My take-away from the Online Community Unconference

I was at the Online Community Unconference today (#OCU2009 on Twitter), and this is a first braindump after the event:

- the main concerns expressed by community managers there at the beginning of the event were: what metrics to measure the health of a community? how to get people to engage more? how to get quality content?

So it seems that a lot of people there were still in the learning phase when it comes to managing online communities.

- also of note, a very strong presence from the Yahoo team, looking for answers on how to manage herds of "passionate" (or did they say "angry"?) users when you are planning to shut down a service

From the sessions, it was clear to me that we are still in the very early days of the web as a communication platform:

- People are struggling with discussions that are scattered, the distribution of the content is easy and wide, but cannot really be controlled and it is not easy to track where the discussions are happening around that content once it has gone outside of its original published space.

- Individuals have mixed feelings about their online profiles, and how to fit their personal life next to their professional life.

- And finally it is not clear where all this is going as we have not gone through a complete cycle.
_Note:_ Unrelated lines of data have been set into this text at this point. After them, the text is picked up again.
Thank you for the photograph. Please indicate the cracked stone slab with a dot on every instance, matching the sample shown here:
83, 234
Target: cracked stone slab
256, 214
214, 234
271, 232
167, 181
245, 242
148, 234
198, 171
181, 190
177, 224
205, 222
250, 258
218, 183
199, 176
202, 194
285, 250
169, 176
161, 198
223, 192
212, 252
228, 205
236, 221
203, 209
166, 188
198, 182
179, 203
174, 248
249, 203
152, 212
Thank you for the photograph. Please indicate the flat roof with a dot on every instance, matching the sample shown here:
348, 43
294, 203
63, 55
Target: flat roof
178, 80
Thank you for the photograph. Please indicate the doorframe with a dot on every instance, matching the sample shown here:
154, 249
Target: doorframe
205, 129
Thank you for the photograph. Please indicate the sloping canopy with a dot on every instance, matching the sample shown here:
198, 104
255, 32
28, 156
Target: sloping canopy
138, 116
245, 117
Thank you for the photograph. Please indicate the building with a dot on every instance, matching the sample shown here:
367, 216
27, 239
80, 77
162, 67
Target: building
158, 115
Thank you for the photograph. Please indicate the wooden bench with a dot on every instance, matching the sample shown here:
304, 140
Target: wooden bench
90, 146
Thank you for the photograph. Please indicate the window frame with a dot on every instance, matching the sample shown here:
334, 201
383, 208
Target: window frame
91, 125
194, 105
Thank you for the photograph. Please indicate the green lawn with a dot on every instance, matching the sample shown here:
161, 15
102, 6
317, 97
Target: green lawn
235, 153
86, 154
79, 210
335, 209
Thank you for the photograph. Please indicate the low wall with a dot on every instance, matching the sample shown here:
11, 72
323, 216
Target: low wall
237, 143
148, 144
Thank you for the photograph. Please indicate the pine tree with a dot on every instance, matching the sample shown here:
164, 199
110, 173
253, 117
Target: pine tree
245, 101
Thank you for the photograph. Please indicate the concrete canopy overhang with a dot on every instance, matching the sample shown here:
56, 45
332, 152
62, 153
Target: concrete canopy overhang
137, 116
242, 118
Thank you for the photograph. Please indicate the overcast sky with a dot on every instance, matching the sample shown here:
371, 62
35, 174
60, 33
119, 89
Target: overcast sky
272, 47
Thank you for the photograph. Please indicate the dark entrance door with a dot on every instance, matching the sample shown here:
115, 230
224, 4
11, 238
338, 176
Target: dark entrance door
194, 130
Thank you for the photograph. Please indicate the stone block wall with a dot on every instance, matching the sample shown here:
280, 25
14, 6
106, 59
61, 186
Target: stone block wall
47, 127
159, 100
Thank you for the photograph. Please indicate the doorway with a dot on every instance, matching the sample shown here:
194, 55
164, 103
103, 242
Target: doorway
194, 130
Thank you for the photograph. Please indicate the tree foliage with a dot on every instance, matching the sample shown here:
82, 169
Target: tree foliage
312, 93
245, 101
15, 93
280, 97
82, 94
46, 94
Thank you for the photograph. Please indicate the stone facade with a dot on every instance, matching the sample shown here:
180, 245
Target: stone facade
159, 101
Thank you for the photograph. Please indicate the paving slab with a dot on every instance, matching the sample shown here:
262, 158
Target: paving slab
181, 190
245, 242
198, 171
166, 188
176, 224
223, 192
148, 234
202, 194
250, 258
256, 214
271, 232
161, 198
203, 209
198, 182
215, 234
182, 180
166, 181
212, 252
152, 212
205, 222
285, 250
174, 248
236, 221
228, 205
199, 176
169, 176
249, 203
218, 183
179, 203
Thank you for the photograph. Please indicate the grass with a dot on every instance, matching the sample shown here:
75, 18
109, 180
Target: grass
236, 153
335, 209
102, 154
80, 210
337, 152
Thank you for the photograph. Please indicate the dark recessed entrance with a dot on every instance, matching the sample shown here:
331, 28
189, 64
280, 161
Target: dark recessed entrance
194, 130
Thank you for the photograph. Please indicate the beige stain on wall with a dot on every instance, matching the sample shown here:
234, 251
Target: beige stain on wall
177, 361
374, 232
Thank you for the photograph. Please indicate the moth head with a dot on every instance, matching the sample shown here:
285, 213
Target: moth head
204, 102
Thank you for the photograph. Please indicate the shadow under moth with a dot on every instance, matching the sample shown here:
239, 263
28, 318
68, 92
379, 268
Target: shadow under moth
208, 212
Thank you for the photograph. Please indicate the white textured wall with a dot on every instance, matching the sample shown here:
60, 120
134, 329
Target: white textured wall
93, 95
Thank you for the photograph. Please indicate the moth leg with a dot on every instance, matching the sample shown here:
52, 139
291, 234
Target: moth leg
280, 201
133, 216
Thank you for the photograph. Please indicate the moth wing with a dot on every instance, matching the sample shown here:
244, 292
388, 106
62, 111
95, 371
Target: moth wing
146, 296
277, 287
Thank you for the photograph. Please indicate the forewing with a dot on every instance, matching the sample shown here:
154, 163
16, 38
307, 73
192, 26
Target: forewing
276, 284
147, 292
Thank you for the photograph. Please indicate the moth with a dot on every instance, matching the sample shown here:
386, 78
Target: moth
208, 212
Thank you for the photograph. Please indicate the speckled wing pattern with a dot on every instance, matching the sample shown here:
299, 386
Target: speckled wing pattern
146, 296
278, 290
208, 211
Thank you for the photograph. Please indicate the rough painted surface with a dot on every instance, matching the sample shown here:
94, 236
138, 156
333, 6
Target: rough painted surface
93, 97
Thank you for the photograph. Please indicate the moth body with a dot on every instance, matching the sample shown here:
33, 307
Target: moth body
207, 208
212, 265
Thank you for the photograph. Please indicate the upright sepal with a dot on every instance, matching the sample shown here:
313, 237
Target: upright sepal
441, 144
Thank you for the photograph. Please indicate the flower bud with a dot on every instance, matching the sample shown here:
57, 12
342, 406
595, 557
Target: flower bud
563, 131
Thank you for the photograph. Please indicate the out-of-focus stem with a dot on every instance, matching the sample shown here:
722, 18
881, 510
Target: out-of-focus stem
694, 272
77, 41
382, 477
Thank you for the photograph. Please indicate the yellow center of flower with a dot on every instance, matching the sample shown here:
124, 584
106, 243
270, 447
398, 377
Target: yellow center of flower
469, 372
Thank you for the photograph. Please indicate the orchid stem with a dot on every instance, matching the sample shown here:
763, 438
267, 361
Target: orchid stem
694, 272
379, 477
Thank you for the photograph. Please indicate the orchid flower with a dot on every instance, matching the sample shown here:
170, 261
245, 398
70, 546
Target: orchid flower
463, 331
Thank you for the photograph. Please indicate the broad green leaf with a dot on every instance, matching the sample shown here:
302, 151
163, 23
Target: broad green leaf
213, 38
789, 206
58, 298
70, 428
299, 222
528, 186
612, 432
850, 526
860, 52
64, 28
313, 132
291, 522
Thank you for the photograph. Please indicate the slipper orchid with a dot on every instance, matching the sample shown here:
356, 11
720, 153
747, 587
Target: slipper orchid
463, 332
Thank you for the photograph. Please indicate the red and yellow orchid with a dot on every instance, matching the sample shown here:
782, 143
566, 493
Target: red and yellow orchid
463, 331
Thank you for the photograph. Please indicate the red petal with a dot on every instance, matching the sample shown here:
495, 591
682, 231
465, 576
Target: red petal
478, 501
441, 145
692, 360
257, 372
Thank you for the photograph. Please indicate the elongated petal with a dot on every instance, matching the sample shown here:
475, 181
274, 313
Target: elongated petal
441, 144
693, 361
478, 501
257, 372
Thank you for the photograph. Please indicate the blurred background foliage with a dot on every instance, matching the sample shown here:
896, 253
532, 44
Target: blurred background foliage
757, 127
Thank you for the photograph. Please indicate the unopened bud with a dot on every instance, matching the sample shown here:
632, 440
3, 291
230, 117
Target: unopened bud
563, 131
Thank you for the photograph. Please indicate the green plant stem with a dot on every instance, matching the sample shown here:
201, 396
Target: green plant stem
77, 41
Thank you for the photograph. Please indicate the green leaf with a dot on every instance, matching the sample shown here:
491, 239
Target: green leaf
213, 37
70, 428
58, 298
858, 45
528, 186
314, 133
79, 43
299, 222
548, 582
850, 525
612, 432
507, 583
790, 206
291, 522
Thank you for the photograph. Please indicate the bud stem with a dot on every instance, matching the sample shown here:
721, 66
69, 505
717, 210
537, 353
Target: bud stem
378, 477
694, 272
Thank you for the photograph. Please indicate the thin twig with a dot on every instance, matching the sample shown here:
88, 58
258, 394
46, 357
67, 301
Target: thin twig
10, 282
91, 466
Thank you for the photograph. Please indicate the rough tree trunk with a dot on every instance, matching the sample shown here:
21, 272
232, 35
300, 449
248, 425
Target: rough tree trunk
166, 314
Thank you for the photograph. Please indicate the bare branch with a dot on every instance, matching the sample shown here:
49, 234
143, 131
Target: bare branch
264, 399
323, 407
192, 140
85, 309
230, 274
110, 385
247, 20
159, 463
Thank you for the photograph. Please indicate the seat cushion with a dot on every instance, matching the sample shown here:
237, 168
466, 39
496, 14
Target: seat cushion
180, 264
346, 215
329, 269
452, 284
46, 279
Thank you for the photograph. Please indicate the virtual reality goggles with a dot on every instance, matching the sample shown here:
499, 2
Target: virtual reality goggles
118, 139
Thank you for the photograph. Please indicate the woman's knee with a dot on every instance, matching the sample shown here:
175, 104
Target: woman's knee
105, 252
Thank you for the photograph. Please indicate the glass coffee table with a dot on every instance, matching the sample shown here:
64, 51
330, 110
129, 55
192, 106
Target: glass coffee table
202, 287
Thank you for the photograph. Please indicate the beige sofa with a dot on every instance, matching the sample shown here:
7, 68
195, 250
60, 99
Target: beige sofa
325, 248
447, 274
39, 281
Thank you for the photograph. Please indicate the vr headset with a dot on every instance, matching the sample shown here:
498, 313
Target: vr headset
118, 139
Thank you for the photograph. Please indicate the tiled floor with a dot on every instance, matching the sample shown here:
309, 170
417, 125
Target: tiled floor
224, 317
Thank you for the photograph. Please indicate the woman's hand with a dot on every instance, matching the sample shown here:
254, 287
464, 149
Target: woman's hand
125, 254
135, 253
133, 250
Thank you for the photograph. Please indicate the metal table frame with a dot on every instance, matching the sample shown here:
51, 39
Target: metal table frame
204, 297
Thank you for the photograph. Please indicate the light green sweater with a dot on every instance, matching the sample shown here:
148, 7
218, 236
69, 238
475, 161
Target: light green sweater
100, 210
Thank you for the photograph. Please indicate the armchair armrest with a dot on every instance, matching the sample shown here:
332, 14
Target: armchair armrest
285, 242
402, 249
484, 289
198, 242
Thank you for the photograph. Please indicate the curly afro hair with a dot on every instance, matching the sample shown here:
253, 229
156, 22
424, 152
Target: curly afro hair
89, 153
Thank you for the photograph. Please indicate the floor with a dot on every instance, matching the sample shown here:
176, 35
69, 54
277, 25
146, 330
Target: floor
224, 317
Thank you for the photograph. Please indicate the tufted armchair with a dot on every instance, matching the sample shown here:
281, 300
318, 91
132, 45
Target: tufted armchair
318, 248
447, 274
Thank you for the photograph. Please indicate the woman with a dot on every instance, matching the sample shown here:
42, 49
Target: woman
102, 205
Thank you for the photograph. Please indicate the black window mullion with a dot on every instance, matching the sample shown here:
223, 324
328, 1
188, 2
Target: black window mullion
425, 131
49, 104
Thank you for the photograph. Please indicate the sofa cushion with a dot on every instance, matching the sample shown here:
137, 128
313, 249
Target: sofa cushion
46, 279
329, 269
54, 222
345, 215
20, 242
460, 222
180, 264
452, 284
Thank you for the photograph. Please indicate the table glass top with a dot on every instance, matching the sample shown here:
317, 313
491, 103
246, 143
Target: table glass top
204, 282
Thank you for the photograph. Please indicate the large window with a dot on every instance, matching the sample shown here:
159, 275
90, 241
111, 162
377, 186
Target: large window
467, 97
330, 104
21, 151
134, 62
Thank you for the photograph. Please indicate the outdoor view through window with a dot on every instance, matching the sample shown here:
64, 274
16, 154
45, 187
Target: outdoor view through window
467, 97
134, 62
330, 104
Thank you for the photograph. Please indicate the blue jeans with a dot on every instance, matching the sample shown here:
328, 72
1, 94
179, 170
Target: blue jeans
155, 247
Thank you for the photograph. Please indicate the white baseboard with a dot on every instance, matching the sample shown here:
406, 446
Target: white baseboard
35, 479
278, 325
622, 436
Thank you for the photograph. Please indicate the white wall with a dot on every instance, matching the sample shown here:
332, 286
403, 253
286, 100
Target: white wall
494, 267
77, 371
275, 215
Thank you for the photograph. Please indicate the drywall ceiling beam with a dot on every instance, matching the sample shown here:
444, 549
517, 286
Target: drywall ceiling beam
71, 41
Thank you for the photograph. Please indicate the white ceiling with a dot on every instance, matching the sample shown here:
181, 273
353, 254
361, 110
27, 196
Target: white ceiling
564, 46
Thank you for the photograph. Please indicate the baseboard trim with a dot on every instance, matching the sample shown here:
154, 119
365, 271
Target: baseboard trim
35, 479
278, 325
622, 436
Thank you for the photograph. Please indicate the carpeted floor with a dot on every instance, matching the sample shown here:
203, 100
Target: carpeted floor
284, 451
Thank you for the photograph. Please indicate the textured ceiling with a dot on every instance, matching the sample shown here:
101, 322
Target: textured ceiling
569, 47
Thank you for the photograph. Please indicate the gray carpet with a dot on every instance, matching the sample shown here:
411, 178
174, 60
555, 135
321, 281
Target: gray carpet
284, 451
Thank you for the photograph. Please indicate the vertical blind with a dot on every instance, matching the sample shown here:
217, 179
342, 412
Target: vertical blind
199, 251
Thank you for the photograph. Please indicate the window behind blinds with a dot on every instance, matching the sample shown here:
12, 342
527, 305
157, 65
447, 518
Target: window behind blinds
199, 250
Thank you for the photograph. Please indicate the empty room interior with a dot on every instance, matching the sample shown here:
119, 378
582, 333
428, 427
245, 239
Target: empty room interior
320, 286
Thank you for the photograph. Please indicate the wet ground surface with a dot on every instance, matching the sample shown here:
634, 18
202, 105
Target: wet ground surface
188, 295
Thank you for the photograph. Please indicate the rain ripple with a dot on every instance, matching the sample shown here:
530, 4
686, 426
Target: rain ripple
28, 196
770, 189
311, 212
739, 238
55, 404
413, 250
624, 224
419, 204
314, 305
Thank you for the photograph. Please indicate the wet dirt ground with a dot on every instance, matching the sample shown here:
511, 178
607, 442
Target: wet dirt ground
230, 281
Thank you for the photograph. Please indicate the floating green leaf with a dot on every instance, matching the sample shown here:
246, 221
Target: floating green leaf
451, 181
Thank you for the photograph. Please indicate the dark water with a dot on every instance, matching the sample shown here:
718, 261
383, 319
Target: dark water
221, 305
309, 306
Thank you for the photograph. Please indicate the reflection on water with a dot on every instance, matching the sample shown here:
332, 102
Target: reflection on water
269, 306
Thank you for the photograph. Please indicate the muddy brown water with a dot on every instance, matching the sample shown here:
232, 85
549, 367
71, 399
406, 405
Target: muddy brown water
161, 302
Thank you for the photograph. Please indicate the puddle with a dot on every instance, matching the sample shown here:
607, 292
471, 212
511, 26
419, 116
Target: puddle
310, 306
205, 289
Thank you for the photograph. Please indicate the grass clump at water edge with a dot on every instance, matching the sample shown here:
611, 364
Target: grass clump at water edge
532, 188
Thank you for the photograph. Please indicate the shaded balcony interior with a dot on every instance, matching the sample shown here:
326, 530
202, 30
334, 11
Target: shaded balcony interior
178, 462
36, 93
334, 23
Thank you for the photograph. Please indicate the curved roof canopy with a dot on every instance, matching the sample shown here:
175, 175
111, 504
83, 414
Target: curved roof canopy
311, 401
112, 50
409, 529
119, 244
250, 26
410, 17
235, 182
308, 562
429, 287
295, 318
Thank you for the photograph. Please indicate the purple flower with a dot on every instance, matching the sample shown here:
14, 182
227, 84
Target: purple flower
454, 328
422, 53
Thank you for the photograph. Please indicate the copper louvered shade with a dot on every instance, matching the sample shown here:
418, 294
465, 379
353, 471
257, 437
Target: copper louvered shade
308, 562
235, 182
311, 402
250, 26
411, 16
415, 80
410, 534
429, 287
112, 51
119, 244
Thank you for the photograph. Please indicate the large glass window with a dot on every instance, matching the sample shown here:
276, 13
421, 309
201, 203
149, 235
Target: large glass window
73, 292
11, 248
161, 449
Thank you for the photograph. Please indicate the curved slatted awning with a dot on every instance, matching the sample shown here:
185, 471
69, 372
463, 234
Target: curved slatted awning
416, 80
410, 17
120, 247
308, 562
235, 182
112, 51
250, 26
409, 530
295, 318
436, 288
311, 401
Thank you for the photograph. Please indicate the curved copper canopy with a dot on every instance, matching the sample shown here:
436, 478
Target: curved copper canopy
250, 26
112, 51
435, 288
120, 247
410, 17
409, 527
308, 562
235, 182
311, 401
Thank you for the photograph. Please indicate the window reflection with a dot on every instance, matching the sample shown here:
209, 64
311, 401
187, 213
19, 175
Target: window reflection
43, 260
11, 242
There is still a lot of "new and exciting" effect on Twitter for example, along with user's fatigue for some of the early adopters.
One person mentioned how she twitted about renting a GM car this morning to go to the conference and got 2 tweets back: one from the rental agency and one from the GM product manager for that car. While it is a great story, how long can this last that the PM for the car can actually track you down to talk to you when you tweet?
So the value we see today may not be sustainable over time.

For me, I see 2 trends:

- on one side, people realize the value of the wide distribution of content, through the many services that we know: Facebook, Twitter, Friendfeed, etc... It allows access to info that would not be available otherwise, and it gives a voice to stakeholders that could not be heard before. They also realize that since there are many of these services, plus blogs, plus forums, we have to deal with a distributed network of people and content, and this is not going to stop anytime soon. We need technology (at the infrastructure level) to better manage these distributed networks.

- on the other side, information overload combined with the fact that there is only 24 hours in a day forces users to limit over time what they pay attention to. The key then is to find the lens you should use: group of key people you follow and interact with. So to manage better what we pay attention to, we have to move towards a closed network - closed as in: limited to people we trust, whether it is at the personal level or at the content level. We need technology (at the personal level this time) to better manage these closed networks (lenses).